Die Revolte des Koerpers
Mishima
Yukio Mishima, der berühmte japanische Dichter, der 1970 im Alter von fünfundvierzig Jahren Harakiri beging, hat sich oft als Monster bezeichnet, weil er in sich einen Hang zum Morbiden, Perversen verspürte. Seine Phantasien galten dem Tod, der dunklen Welt, der sexuellen Gewalt. Auf der anderen Seite weisen seine Gedichte eine außergewöhnliche Sensibilität auf, die zeigt, daß er unter dem Gewicht der tragischen Erfahrungen in seiner Kindheit sehr leiden mußte.
Mishima war das erste Kind seiner Eltern, die, wie es damals in Japan noch üblich war, als Neuverheiratete im Hause der Großeltern lebten, als er 1925 geboren wurde. Fast von Anfang an wurde er von seiner damals fünfzigjährigen Großmutter in ihr Zimmer genommen, sein Bettchen stand neben dem ihren, und er lebte dort, jahrelang von der ganzen Welt abgeschnitten, ausschließlich ihren Bedürfnissen ausgeliefert.
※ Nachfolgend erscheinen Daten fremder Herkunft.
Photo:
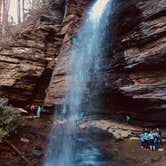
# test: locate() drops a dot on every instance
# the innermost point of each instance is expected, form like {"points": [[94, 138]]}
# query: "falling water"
{"points": [[85, 56]]}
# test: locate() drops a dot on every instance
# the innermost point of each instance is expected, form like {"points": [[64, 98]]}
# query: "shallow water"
{"points": [[88, 153]]}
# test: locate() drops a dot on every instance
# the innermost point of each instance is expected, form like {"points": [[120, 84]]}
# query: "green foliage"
{"points": [[9, 118]]}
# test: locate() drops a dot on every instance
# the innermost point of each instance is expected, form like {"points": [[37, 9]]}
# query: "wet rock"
{"points": [[25, 140], [37, 152], [27, 62]]}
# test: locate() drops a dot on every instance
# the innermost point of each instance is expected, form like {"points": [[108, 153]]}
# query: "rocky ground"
{"points": [[123, 149]]}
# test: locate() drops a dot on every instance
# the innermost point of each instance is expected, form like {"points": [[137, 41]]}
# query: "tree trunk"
{"points": [[1, 11], [18, 11]]}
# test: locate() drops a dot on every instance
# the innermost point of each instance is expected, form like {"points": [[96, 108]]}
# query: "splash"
{"points": [[84, 62]]}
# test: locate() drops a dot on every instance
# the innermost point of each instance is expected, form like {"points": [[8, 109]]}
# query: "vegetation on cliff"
{"points": [[9, 118]]}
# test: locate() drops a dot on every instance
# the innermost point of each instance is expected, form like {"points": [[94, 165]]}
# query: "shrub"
{"points": [[9, 118]]}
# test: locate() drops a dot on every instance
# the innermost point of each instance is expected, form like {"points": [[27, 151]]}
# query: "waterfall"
{"points": [[84, 62]]}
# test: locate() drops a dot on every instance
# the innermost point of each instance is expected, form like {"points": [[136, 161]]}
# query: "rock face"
{"points": [[134, 69], [56, 90], [134, 79], [26, 63]]}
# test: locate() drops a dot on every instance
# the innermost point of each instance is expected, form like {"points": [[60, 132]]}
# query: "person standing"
{"points": [[39, 110], [151, 141]]}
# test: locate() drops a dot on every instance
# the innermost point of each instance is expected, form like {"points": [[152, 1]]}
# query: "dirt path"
{"points": [[122, 153]]}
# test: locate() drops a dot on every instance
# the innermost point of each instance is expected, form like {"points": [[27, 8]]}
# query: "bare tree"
{"points": [[0, 10]]}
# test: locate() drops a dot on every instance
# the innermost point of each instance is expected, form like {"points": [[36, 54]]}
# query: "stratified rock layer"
{"points": [[27, 62], [134, 68]]}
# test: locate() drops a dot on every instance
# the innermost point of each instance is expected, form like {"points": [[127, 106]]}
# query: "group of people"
{"points": [[151, 139], [34, 109]]}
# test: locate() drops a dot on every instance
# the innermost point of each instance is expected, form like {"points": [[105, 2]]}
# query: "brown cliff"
{"points": [[133, 70]]}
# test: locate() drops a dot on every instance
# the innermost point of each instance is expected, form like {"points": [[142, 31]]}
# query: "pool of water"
{"points": [[88, 153]]}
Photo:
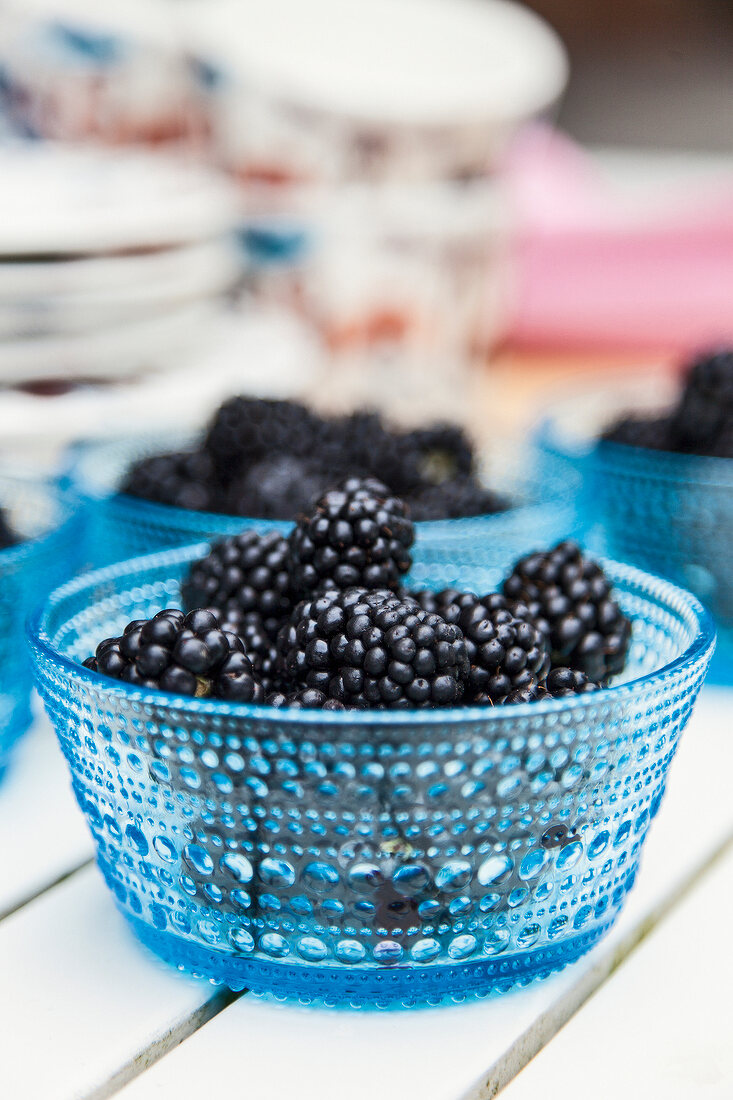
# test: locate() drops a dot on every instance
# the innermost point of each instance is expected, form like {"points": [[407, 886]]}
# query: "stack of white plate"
{"points": [[111, 262]]}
Die Großmutter litt an schweren Depressionen und erschreckte das Kind mit ihren gelegentlichen hysterischen Ausbrüchen. Sie verachtete ihren Mann und auch ihren Sohn, Mishimas Vater, aber vergötterte auf ihre Art das Enkelkind, das nur ihr gehören sollte. Der Dichter erinnert sich in seinen autobiographischen Aufzeichnungen, daß es in diesem Zimmer, das er mit der Großmutter teilte, stickig war und daß es schlecht gerochen hat, aber er berichtet nicht über Emotionen der Wut und der Auflehnung über seine Situation, weil sie ihm als das einzig Normale erschien. Mit vier Jahren entwickelte er eine schwere Erkrankung, die man als eine Autointoxikation bezeichnete und die sich später als chronisch erwies. Als er mit sechs Jahren zur Schule ging, lernte er zum ersten Mai andere Kinder kennen, unter denen er sich jedoch seltsam und fremd fühlte. Natürlich hatte er Schwierigkeiten im Umgang mit anderen Schülern, die emotional freier waren und andere Erfahrungen in ihren Familien gemacht hatten. Als er neun war, zogen seine Eltern in ihre eigene Wohnung, nahmen aber ihr Kind nicht mit. In dieser Zeit fing er an, Gedichte zu schreiben, und die Großmutter unterstützte dies sehr. Als er mit zwölf zu seinen Eltern kam, war auch seine Mutter stolz auf das, was er geschrieben hatte, aber der Vater zerriß seine Manuskripte, und so wurde Mishima gezwungen, im geheimen zu schreiben. Er fand zu Hause auch kein Verständnis und keine Aufnahme. Die Großmutter hatte aus ihm ein Mädchen machen wollen und der Vater einen Jungen, mit Hilfe von Schlägen. So ging er oft zur Großmutter, sie wurde für ihn nun eine Zuflucht vor den Mißhandlungen des Vaters, zumal sie ihn jetzt, im Alter von zwölf, dreizehn Jahren, ins Theater mitnahm. Das öffnete ihm die Türen zu einer neuen Welt: der Welt der Gefühle.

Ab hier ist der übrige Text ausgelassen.